Today’s Wonder of the Day was inspired by Alvin. Alvin Wonders, “Why is there no gravity in space?” Thanks for WONDERing with us, Alvin!
Have you ever seen videos of astronauts in space going on a "spacewalk"? If so, you know that they don't look like they're walking like they do on Earth. Instead, they sort of float around.
Here on Earth, when you drop a ball it falls to the ground. That's because of the powerful force of gravity. But in space, everything floats. Why is that?
Could it be because there's no air in outer space? Maybe it's because the laws of physics don't apply to outer space?
Scientists will tell you that the laws of physics do indeed apply in outer space, and it's not a lack of air that accounts for the absence of gravity. So what's going on here? Why isn't there any gravity in space?
Those same scientists would actually be quick to correct your misunderstanding. Gravity is everywhere…even in space! So what accounts for that weightless feeling that astronauts experience in outer space? There are a couple of factors that explain it.

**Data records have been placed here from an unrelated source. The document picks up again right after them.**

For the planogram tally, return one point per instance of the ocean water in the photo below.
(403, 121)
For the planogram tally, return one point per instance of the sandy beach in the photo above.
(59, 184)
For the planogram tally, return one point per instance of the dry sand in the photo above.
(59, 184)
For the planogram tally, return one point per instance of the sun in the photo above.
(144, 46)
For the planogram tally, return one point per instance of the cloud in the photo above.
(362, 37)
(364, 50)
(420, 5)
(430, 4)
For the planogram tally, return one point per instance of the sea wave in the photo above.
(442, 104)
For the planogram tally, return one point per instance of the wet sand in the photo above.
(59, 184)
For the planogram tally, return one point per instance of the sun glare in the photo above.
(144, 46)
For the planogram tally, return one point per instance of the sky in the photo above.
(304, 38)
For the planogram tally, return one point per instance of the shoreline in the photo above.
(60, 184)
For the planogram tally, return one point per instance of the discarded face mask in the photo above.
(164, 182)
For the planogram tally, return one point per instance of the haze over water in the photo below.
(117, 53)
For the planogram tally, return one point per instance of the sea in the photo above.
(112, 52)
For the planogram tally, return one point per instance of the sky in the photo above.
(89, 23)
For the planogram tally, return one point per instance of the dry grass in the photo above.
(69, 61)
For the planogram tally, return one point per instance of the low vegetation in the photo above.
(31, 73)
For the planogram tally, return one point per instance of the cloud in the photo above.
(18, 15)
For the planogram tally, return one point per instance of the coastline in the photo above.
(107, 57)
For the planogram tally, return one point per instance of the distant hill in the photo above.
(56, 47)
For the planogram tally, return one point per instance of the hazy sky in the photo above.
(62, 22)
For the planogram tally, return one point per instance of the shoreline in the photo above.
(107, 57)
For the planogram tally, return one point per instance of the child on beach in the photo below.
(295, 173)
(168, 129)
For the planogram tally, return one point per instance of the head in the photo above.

Anything with mass creates gravity. The gravity generated by the Sun, Earth, the Moon, and other planets stretches throughout outer space. However, the effect of that gravity decreases as distance increases. At extreme distances, the gravity exerted on a particular object might be almost zero, but it will never be completely absent.
Distance alone doesn't account for the weightless feeling astronauts get, however. To feel like there is no gravity due to distance, the distance must be truly extreme. For example, at the orbit of the International Space Station, which is approximately 250 miles above Earth, Earth's gravitational pull is still about 90% of what it is at Earth's surface.
The weightless feeling astronauts experience can be explained by their relation to the spaceship they're on. Astronauts on spaceships in outer space are affected by gravity in the same way that their spaceships are. They are both orbiting Earth, which means they're falling sideways at the same time they're falling toward Earth.
On Earth, astronauts feel the force of gravity as weight, because Earth's surface prevents them from falling. In outer space, however, there is no ground to push against astronauts. As they orbit and fall toward Earth at the same rate as their spaceship, astronauts feel weightless, as if there were no gravity.
Gravity exists everywhere, even in outer space. It may be so small at great distances that it's almost undetectable. Closer to Earth, however, astronauts get that weightless feeling not because of the absence of gravity, but because they're falling at the same rate as their spaceship and there's no ground to stop their fall and create the sensation of weight.